ただ、朋子のノートのほうが、比較的文型科目において、字が『長持ち』している。そして、洋子のノートは、理系の科目、とりわけ理科の科目で『長持ち』しているのだ。
二人のテストの点は、ノート上でより『長持ち』するほうが、よかった気がする。やはり、なかなか眠くならない教科のほうが、より興味があって、点がよいのだろうという結論に至る。
二人のノートの法則を見つけ、満足げに頷く未幸。
だが、双方の数学のノートの、次ページをめくった瞬間、思わず吹き出した。
なんと、二人のノートには、両方とも大きなしみができていたのだ。しみのせいで、字も滲んで読みにくくなっている。
(ノートの進み具合はおなじ。……ということは、二人はほぼ同時に寝たのね)
しかし、そこで未幸ははたと困る。ノートを写そうにも、利き腕である右腕はまだギブスで固められている。しかし、ギブスが取れるまでずっと借りているわけにもいかない。彼女たちも勉強しなければならないだろうからだ。
未幸は、携帯を手にとると、洋子に電話をかける。
数回の呼び出し音の後、洋子が電話に出る。その瞬間、携帯電話のスピーカー部から溢れ出した雑踏の津波が、洋子の声を押し流してしまう。

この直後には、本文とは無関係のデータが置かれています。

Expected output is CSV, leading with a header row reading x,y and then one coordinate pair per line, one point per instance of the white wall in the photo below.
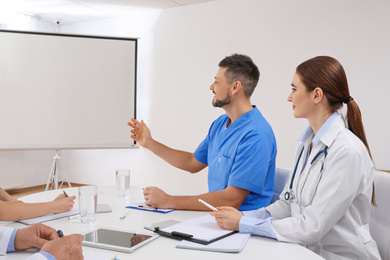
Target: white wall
x,y
179,50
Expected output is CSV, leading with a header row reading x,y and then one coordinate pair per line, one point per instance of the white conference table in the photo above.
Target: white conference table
x,y
256,247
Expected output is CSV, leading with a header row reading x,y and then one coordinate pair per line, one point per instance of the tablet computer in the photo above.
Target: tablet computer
x,y
116,239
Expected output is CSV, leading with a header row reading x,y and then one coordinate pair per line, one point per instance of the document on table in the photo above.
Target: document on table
x,y
49,217
203,228
99,256
143,206
231,244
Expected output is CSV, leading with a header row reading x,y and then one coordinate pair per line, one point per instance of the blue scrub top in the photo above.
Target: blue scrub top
x,y
242,155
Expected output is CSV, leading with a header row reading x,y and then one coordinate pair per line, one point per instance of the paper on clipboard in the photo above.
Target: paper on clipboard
x,y
143,206
231,244
203,228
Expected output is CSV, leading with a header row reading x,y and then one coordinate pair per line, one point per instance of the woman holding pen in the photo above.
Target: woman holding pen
x,y
326,204
12,209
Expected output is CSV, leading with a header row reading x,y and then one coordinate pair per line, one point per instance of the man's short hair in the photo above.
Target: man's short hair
x,y
241,68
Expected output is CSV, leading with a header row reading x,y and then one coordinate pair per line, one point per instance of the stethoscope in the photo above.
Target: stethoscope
x,y
289,195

音の洪水に、思わず耳から携帯電話を放し、通話時間を刻々と刻む携帯電話を見つめる。
(外出しているのかしら?)
しばらくすると、スピーカーから、洋子が、もしもし、と叫んでいるのがかすかに聞こえてくる。未幸は慌てて携帯電話を耳に当てる。
「もしもし、洋子? あ、ごめんごめん。あのさあ、ノートなんだけど、いつまでに返せばいい?」
携帯のスピーカーから聞こえる声に呼応し、自然と未幸の声も大きくなる。いつしか、未幸は、マイクに向かって叫び声を上げていた。
二人の話は、後日図書館でノートをコピーすることでまとまった。そのときに、よだれで滲んでしまったところについても注釈をつけてもらうことになった。